LandlordInvest, which launched its IFISA in January, revealed that 28.3 per cent of funds came from transfers in the previous tax year. Co-founder Filip Karadaghi said that almost half of investment on the buy-to-let lender’s platform is now through the tax-free wrapper, amounting to around £3,000 on average per investor.
Ethical investment platform Abundance has offered its IFISA since November 2016 and said it attracted £11.2m in the last tax year, £3m of which was from transfers rather than new ISA money.
Meanwhile, Lending Works says 62 per cent of IFISA funds have come from new subscriptions since its launch in February, while the remainder was transferred from other ISAs.
“It is intriguing that a high proportion of incoming IFISA funds have come from other, pre-existing ISAs, and it is great to see so many customers choosing Lending Works by transferring their ISA from many different banks and investment managers,” said Nick Harding, founder and chief executive of Lending Works.

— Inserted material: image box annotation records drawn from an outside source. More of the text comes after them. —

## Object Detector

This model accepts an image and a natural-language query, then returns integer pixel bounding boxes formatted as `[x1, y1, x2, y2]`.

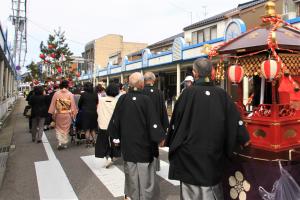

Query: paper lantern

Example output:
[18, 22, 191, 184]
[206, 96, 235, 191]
[228, 65, 244, 84]
[50, 53, 56, 58]
[40, 53, 46, 60]
[261, 60, 281, 81]
[48, 44, 55, 49]
[211, 67, 216, 80]
[55, 65, 62, 73]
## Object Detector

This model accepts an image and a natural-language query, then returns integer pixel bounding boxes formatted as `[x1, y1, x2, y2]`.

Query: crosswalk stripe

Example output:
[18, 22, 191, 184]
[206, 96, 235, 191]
[34, 133, 78, 200]
[159, 147, 169, 152]
[156, 160, 180, 186]
[80, 155, 180, 197]
[80, 155, 125, 197]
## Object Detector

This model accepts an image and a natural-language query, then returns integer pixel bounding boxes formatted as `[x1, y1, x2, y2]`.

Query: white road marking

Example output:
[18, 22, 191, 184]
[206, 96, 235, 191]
[156, 160, 180, 186]
[42, 132, 56, 160]
[34, 133, 78, 200]
[81, 155, 125, 197]
[159, 147, 169, 152]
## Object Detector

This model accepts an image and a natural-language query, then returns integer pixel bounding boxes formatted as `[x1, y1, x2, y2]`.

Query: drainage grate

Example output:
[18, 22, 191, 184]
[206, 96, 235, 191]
[0, 146, 10, 153]
[0, 152, 8, 169]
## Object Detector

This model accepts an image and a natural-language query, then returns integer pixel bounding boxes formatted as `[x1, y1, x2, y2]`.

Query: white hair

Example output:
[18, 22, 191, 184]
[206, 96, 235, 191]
[144, 72, 156, 81]
[129, 72, 144, 87]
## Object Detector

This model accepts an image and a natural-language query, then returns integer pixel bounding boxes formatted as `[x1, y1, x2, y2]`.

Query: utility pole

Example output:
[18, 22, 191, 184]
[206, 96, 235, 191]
[202, 5, 207, 19]
[10, 0, 27, 66]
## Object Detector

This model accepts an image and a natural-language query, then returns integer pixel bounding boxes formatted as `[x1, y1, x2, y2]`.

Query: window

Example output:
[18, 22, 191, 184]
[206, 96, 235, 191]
[197, 31, 204, 43]
[192, 26, 217, 44]
[204, 28, 210, 42]
[210, 26, 217, 40]
[192, 32, 198, 44]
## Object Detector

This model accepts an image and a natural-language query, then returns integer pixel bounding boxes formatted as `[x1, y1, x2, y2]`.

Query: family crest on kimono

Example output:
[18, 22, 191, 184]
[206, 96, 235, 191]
[48, 80, 77, 150]
[107, 72, 165, 200]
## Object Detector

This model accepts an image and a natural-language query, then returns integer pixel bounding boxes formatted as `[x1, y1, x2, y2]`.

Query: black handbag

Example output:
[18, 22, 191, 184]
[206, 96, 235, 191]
[23, 105, 31, 117]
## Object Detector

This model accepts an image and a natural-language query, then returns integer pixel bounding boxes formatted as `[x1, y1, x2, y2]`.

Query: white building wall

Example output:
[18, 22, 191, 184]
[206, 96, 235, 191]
[149, 54, 172, 66]
[184, 20, 228, 43]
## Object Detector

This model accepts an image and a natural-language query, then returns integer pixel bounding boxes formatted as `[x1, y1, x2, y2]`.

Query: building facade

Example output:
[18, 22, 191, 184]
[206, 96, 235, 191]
[0, 24, 17, 119]
[81, 34, 147, 79]
[81, 0, 300, 102]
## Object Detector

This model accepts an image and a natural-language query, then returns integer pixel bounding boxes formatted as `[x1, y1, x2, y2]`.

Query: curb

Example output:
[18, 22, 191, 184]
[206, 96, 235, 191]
[0, 99, 18, 188]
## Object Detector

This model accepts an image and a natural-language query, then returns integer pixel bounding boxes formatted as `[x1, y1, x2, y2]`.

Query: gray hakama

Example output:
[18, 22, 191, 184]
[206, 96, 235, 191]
[124, 161, 160, 200]
[180, 182, 224, 200]
[153, 157, 160, 172]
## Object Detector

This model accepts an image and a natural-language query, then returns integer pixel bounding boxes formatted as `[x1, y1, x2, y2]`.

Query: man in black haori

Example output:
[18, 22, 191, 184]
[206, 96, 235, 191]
[107, 72, 165, 200]
[144, 72, 169, 171]
[166, 59, 249, 200]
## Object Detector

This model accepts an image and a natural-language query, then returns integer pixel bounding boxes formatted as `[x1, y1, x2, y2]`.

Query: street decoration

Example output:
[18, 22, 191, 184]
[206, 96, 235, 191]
[228, 65, 244, 84]
[39, 29, 77, 80]
[261, 60, 281, 81]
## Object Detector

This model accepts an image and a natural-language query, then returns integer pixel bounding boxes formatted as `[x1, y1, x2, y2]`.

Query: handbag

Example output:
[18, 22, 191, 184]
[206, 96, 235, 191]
[23, 105, 31, 117]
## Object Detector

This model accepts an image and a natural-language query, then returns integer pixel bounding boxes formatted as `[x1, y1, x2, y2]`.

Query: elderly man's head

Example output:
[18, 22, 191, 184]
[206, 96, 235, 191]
[193, 58, 212, 80]
[144, 72, 156, 85]
[129, 72, 144, 89]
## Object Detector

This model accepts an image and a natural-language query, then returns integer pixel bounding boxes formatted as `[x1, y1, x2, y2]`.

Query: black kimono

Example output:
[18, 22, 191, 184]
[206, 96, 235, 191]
[143, 85, 169, 157]
[166, 80, 249, 186]
[144, 85, 169, 131]
[107, 91, 165, 163]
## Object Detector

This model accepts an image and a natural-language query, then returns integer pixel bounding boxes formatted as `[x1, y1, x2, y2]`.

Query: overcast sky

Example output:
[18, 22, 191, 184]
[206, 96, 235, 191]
[0, 0, 249, 67]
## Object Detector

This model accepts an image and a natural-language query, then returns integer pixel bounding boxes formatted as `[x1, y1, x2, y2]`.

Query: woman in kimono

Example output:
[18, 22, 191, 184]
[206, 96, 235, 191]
[95, 83, 120, 168]
[48, 80, 77, 150]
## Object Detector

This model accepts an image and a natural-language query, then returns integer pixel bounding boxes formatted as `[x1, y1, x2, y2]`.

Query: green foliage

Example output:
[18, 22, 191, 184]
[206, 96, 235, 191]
[40, 29, 75, 77]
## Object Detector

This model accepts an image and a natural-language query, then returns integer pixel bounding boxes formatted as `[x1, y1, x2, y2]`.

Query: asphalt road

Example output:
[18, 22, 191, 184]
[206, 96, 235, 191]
[0, 99, 179, 200]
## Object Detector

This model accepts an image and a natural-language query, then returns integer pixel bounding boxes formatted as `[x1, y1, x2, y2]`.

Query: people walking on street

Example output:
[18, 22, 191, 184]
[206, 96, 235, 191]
[95, 84, 106, 100]
[29, 86, 48, 143]
[144, 72, 169, 171]
[181, 75, 194, 92]
[48, 80, 77, 150]
[166, 59, 249, 200]
[26, 83, 34, 133]
[78, 82, 99, 147]
[44, 84, 59, 131]
[108, 72, 165, 200]
[95, 83, 121, 168]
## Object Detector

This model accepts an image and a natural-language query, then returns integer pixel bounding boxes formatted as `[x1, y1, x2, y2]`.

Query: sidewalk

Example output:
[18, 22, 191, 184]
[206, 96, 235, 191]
[0, 97, 48, 200]
[0, 99, 18, 188]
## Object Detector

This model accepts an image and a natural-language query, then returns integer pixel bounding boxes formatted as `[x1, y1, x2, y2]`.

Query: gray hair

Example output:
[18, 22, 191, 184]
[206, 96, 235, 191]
[129, 72, 144, 87]
[144, 72, 156, 81]
[193, 58, 212, 78]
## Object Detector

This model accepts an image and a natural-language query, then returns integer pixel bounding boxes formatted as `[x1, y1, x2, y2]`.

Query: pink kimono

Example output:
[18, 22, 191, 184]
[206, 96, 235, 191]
[48, 89, 77, 145]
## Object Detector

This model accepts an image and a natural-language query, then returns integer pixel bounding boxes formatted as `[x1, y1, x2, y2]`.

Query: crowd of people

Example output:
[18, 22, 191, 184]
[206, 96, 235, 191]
[27, 59, 249, 200]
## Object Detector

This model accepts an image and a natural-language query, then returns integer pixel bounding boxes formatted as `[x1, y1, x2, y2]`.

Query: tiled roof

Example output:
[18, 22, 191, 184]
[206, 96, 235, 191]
[147, 33, 184, 49]
[183, 0, 267, 31]
[183, 8, 236, 31]
[238, 0, 267, 10]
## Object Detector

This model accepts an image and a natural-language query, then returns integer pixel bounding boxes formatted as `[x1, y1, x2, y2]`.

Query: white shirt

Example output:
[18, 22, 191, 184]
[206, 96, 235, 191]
[97, 96, 118, 130]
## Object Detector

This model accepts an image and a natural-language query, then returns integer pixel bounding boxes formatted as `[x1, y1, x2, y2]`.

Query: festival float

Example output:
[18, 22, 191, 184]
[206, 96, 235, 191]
[209, 1, 300, 200]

“We believe this represents further vindication that our sector provides a viable and beneficial alternative in terms of risk and reward.”
The figures bode well for the UK’s largest peer-to-peer lenders, who are still awaiting regulatory approval in order to offer the IFISA. A number of legal experts have told Peer2Peer Finance News that they would be extremely surprised if the ‘big three’ – Zopa, Funding Circle and RateSetter – had not received full authorisation from the Financial Conduct Authority by the end of the summer.